As the liturgical calendar prompted, I slowly unpacked the items stowed away in the Christmas totes. The Advent wreath came out on the First Sunday of Advent; the stockings appeared with the Feast of St. Nicholas. We kicked off our Christmas preparation in earnest by celebrating the feast of our daughter’s patron, St. Lucy. We ratcheted up our spiritual preparation by praying the O Antiphons found in the Liturgy of the Hours the week before Christmas.
And get this. Our Advent was so simple, purposeful, and peaceful … just like the Benedictine way of life. Throughout 2012, maybe thanks to St. Benedict himself, it’s dawned on me that this is how it’s supposed to be. All the time. Not just in Advent.

Unquestionably, Advent is a pronounced time of anticipation. Yet I’m feeling called to live my life in a perpetual state of advent. Because if, on December 26, I return to filling my life up with initiatives, activity, and sound (as our Holy Father cautioned) then haven’t I missed the point?

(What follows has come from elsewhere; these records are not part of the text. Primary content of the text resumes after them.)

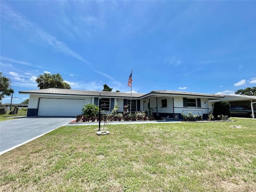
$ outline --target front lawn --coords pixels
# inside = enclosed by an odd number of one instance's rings
[[[1,156],[0,190],[256,191],[256,120],[236,120],[62,127]]]
[[[19,110],[17,114],[9,115],[9,113],[11,111],[7,111],[6,114],[3,114],[0,115],[0,121],[6,121],[6,120],[10,120],[11,119],[14,119],[14,117],[17,117],[19,116],[26,116],[27,113],[28,111],[27,110]],[[6,117],[9,117],[9,118],[6,118]],[[14,117],[13,118],[12,118]]]

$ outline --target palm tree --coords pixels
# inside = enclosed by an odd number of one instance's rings
[[[36,80],[36,82],[38,84],[37,86],[39,89],[47,89],[49,88],[49,80],[51,78],[51,75],[48,73],[44,73],[40,74]]]
[[[36,82],[38,84],[37,86],[39,88],[39,89],[48,88],[71,88],[69,84],[63,81],[63,78],[59,73],[52,75],[44,73],[42,75],[39,75],[36,80]]]

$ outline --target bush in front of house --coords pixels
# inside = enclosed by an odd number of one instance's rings
[[[188,114],[185,114],[184,113],[182,113],[181,114],[181,116],[182,116],[184,121],[202,121],[203,119],[202,116],[200,115],[199,113],[198,115],[196,115],[193,114],[190,111],[188,112]]]
[[[219,119],[218,115],[230,116],[229,108],[230,104],[227,101],[222,101],[216,102],[214,104],[213,108],[213,116],[215,119]]]
[[[101,121],[129,121],[161,120],[162,118],[159,116],[154,116],[154,111],[156,108],[151,108],[150,110],[146,111],[136,111],[131,112],[128,108],[128,106],[124,106],[122,112],[118,112],[120,107],[117,102],[114,105],[113,109],[110,114],[108,112],[102,111]],[[99,121],[99,108],[95,104],[88,104],[84,105],[82,109],[82,114],[76,116],[76,122],[85,122]]]

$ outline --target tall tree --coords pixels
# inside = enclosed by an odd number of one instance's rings
[[[26,100],[22,101],[21,102],[21,104],[28,104],[28,101],[29,101],[29,99],[28,98]]]
[[[37,86],[39,88],[39,89],[48,88],[71,88],[69,84],[63,81],[63,78],[59,73],[52,75],[44,73],[42,75],[39,75],[36,80],[36,82],[38,84]]]
[[[102,90],[102,91],[109,91],[111,92],[112,91],[112,90],[113,89],[113,88],[110,88],[106,84],[103,85],[103,87],[104,87],[104,88]]]
[[[10,96],[14,93],[13,89],[10,88],[11,81],[9,78],[3,76],[0,72],[0,100],[2,100],[5,96]]]
[[[256,96],[256,87],[248,87],[244,89],[240,89],[235,92],[235,94],[239,95]]]

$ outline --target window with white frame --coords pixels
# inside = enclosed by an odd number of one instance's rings
[[[110,111],[110,99],[108,98],[102,98],[100,101],[100,108],[104,111]]]
[[[161,100],[161,107],[167,107],[167,99]]]
[[[136,111],[136,100],[132,100],[132,110],[131,111]],[[131,108],[131,100],[130,99],[127,100],[127,105],[128,106],[127,108],[129,110]]]

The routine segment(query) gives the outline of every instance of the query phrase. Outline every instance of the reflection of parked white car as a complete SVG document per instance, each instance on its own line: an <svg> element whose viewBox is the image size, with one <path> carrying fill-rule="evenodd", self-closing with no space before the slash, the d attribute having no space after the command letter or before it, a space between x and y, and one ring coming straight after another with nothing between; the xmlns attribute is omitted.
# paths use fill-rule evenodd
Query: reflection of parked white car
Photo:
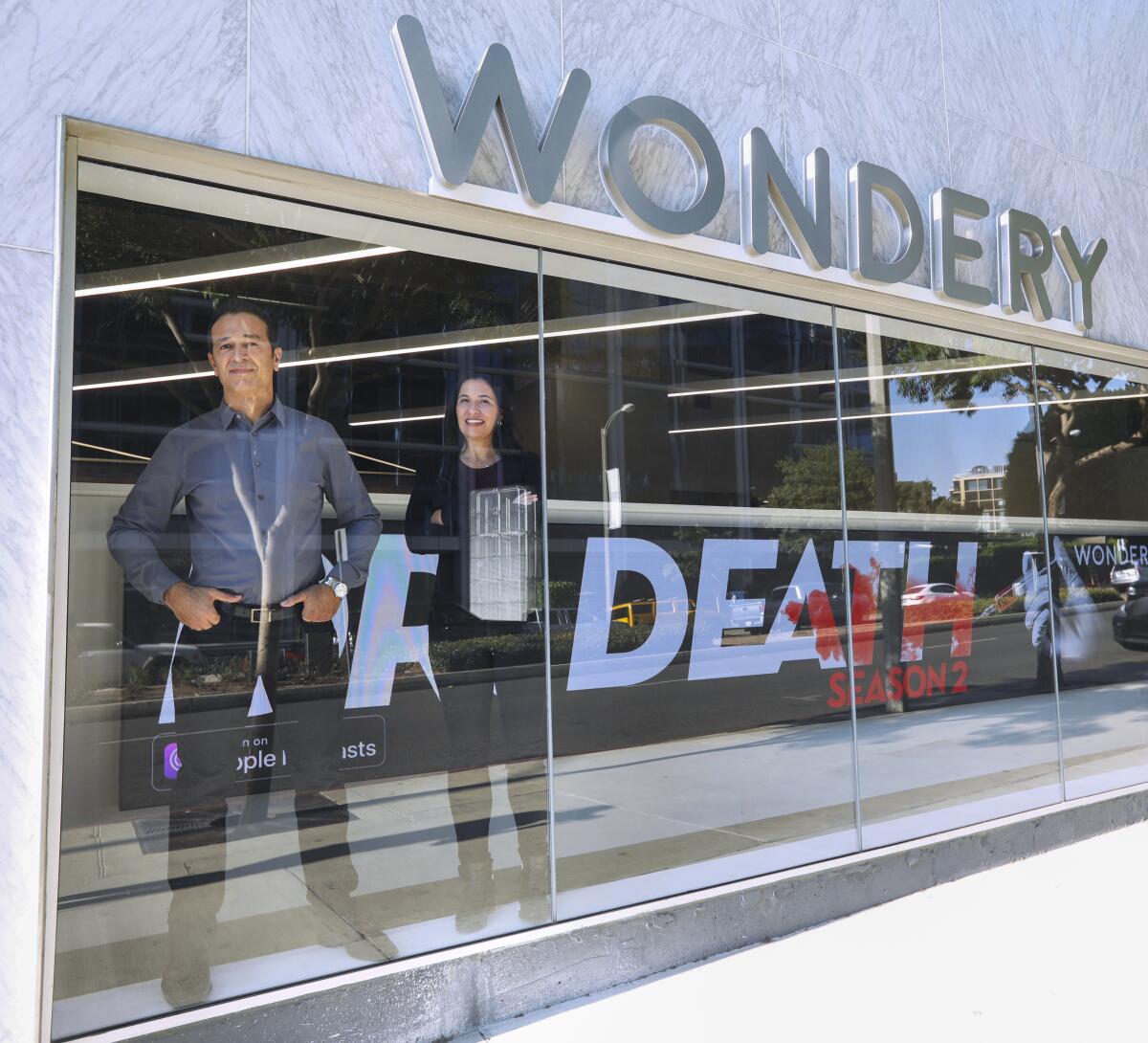
<svg viewBox="0 0 1148 1043"><path fill-rule="evenodd" d="M962 590L957 590L952 584L917 584L915 587L909 587L905 594L901 595L902 605L922 605L922 604L933 604L936 602L944 602L953 597L971 597L971 594L965 594Z"/></svg>
<svg viewBox="0 0 1148 1043"><path fill-rule="evenodd" d="M737 627L750 629L765 625L766 602L762 597L746 597L745 590L730 590L726 607L729 609L731 629Z"/></svg>
<svg viewBox="0 0 1148 1043"><path fill-rule="evenodd" d="M76 682L83 688L118 688L130 667L144 671L155 683L166 672L174 646L171 642L133 644L111 623L77 623L72 625L69 652L76 664ZM177 659L199 663L203 658L193 644L180 644Z"/></svg>

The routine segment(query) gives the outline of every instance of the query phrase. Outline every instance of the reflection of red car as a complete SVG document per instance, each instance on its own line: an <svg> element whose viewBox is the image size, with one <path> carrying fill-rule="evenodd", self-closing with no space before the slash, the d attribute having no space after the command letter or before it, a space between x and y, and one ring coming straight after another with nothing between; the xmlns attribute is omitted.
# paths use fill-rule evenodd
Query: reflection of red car
<svg viewBox="0 0 1148 1043"><path fill-rule="evenodd" d="M947 623L970 615L972 595L952 584L918 584L901 595L901 605L929 623Z"/></svg>

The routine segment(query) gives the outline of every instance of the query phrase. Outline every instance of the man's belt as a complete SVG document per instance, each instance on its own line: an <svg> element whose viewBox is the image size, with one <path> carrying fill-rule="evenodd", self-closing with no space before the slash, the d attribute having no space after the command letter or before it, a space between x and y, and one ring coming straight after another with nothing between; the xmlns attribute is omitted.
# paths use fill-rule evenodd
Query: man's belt
<svg viewBox="0 0 1148 1043"><path fill-rule="evenodd" d="M281 623L284 619L297 618L302 611L301 605L292 605L289 609L280 608L253 608L251 605L219 604L220 615L230 616L240 623Z"/></svg>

The word Advent comes from the Latin advenio, "to come to," and refers to the coming of Christ. Jesus came so that we might have life and have it more abundantly (John 10:10). When he comes on Christmas, if we don’t take that and live it out the rest of the year, what have we gained?

Marantha; Come, Lord Jesus.

Lisa Schmidt is a cradle Catholic, wife, mother, former city administrator, singer, and proud Iowan.  She's also one of the sweetest, prettiest women I've ever met in my life.  She and her deacon-in-training husband Joel are doing great things for their home Diocese, including being light and salt to the blogosphere at The Practicing Catholic, where Lisa enjoys writing about faith, family, fine arts, food, and the feminine genius. She is also a columnist and Facebook moderator for, and co-host of the radio show Catholic Women Now. You can follow me on Twitter (@LisaAnnSchmidt).

For more posts on Advent traditions and reflections check out the Advent series.


  1. This is just what I needed to read!

  2. Thanks, Teri. Glad the Holy Spirit worked through me to reach you. God bless.

  3. Bonnie, the comments you wrote in my bio are so touching. Thank you. Gives me courage to keep running the race with perseverance. Thankful our paths crossed a year ago; looking forward to seeing you again soon! You are such a blessing to the #cathmedia world!

  4. I love that the deacon formation program is leading you to take the riches of Benedictine spirituality into your life and home. And you make a great point that our technology-driven life makes it harder to discern the natural and liturgical rhythms of our year. Thanks for sharing your experience, Lisa.

    1. Hi Nancy! Thanks for commenting in. Joel and I have discussed, in jest, packing up and moving next to the Abbey when formation is over. Might not go over well with our Bishop! :) Have a joy-filled weekend!